Stopping Stealthy Downloads
A new tool blocks files that try to install without alerting the user.
Researchers at SRI International and Georgia Tech are preparing to release a free tool to stop “drive-by” downloads: Internet attacks in which the mere act of visiting a Web site results in the surreptitious installation of malicious software. The new tool, called BLADE (Block All Drive-By Download Exploits), stops downloads that are initiated without the user’s consent.
“When your browser is presented with an [executable file] for download, it’s supposed to prompt you for what to do,” said Phil Porras, SRI’s program director. But software can also be pushed onto an unsuspecting user’s computer without ever asking for permission.
In the fourth quarter of 2009, roughly 5.5 million Web pages contained software designed to foist unwanted installs on visitors, according to Dasient, a firm that helps protect websites from Web-based malware attacks.
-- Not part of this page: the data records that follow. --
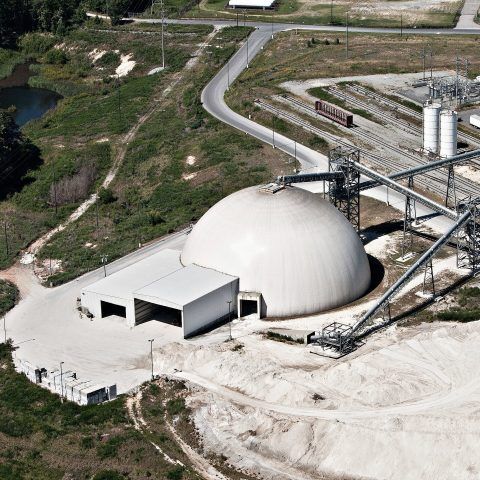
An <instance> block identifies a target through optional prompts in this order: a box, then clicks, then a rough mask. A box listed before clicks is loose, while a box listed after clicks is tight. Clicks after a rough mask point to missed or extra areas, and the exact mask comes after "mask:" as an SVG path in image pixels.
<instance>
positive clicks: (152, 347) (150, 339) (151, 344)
mask: <svg viewBox="0 0 480 480" xmlns="http://www.w3.org/2000/svg"><path fill="white" fill-rule="evenodd" d="M154 340H155V339H154V338H152V339H150V340H149V342H150V361H151V364H152V382H153V379H154V376H153V341H154Z"/></svg>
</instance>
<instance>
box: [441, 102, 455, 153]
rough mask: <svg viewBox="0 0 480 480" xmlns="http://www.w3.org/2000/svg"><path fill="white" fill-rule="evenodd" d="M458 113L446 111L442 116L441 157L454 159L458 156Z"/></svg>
mask: <svg viewBox="0 0 480 480" xmlns="http://www.w3.org/2000/svg"><path fill="white" fill-rule="evenodd" d="M457 128H458V118H457V112H452V111H448V110H445V111H443V112H442V113H441V114H440V156H441V157H443V158H450V157H454V156H455V155H456V154H457Z"/></svg>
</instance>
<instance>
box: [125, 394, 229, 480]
mask: <svg viewBox="0 0 480 480" xmlns="http://www.w3.org/2000/svg"><path fill="white" fill-rule="evenodd" d="M141 401H142V390H139V391H138V392H137V393H135V394H134V395H133V396H131V397H129V398H128V399H127V403H126V407H127V411H128V415H129V417H130V418H131V419H132V422H133V426H134V428H135V430H137V431H139V432H144V433H145V432H148V433H151V430H150V428H149V426H148V424H147V422H146V421H145V419H144V418H143V414H142V406H141ZM165 423H166V425H167V427H168V429H169V431H170V433H171V434H172V436H173V437H174V439H175V441H176V442H177V444H178V445H179V446H180V448H181V449H182V451H183V453H184V454H185V455H186V456H187V457H188V459H189V460H190V462H191V463H192V465H193V467H194V468H195V470H196V471H197V472H198V473H199V474H200V475H201V476H202V477H203V478H204V479H205V480H228V478H227V477H225V476H224V475H222V474H221V473H220V472H219V471H218V470H216V469H215V468H214V467H213V466H212V465H210V464H209V463H208V462H207V460H205V459H204V458H203V457H202V456H201V455H199V454H198V453H197V452H196V451H195V450H194V449H193V448H192V447H190V445H188V444H187V443H186V442H184V441H183V440H182V438H181V437H180V436H179V435H178V433H177V432H176V430H175V428H174V427H173V425H172V424H171V423H170V422H169V421H168V420H167V418H166V417H165ZM150 443H151V444H152V445H153V447H155V449H156V450H158V452H159V453H160V454H161V455H163V458H164V459H165V460H166V461H167V462H169V463H171V464H173V465H180V466H184V465H183V463H182V462H180V461H179V460H174V459H173V458H171V457H170V456H168V455H167V454H166V453H165V452H164V451H163V450H162V449H161V448H160V447H159V446H158V445H157V444H156V443H154V442H153V441H151V440H150Z"/></svg>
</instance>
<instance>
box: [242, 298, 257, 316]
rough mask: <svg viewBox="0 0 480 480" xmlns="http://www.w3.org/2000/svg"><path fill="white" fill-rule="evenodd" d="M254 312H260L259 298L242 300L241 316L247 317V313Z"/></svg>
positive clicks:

Such drive-by downloads target computers that are not up-to-date with the latest security patches for common Web browser vulnerabiltiies, or are missing security updates for key browser plug-ins, such as Adobe’s PDF Reader and Flash Player. Attackers use software called exploit packs, which probe the visitor’s browser for known security holes.
The research group has been putting BLADE through the paces since January, exposing a few virtual desktops equipped with the software to new exploit sites identified each day by security experts. Each malicious URL is tested against multiple software configurations covering different browser versions and common plug-ins.
So far, Porras said, BLADE has blocked all of the more than 5,150 malicious programs foisted by some 1,205 unique drive-by URLs tested. During the test period, Adobe’s PDF Reader was by far the most-targeted browser plug-in, accounting for more than half of the applications targeted by drive-by exploits. Sun Microsystems’s Java platform attracted nearly one quarter of all drive-by attacks, while the bulk of remaining exploits targeted vulnerabilities in Adobe Flash and Internet Explorer.
Robert Hansen, chief executive of the Austin, TX-based security firm SecTheory, said BLADE’s approach appears unique, and that it may be effective at stopping drive-by downloads in the short run. That is, he said, until the technique is widely incorporated into commerical products. “Tools like this are great–they’re another layer of protection, but they certainly aren’t a panacea,” Hansen said.
The true measure of a security tool’s usefulness is often whether it runs on a wide range of systems without interfering with other software, Hansen said.
“This may work fine when you have it in the lab, but it’s another thing when you try to deploy something like this on peoples’ computers,” Hansen said. “In fact, I could see something like this easily breaking the functionality of some leigitimate software applications.”
Indeed, legitimate programs designed to automatically download security updates could encounter problems with a program like BLADE, said Eric Howes, director of research services at Sunbelt Software, a security company based in Clearwater, FL. “I would be especially concerned about potential false positives on other applications that perform background [software] updates or download stuff in the background.”
BLADE certainly can’t stop all Web-based malicious software, either, Porras admits. It cannot, for example, stop social engineering attacks, in which a user is tricked or bullied into installing a malicious program. The “Koobface” worm, for example, spreads on social networking sites such as Facebook and prompts recipients to download a video player plug-in in order to view a picture or movie supposedly sent by a friend. BLADE would do nothing to block such attacks because they ultimately prompt the user to install the bogus plug-in, which is in fact malicious software that gives attackers complete control over the victim’s PC.
BLADE also is useless against threats that reside completely inside of a computer’s temporary memory space, as the tool is designed to block malware that tries to write to the computer’s hard drive. While most malware is written to the hard drive, there are some advanced threats that live only in memory.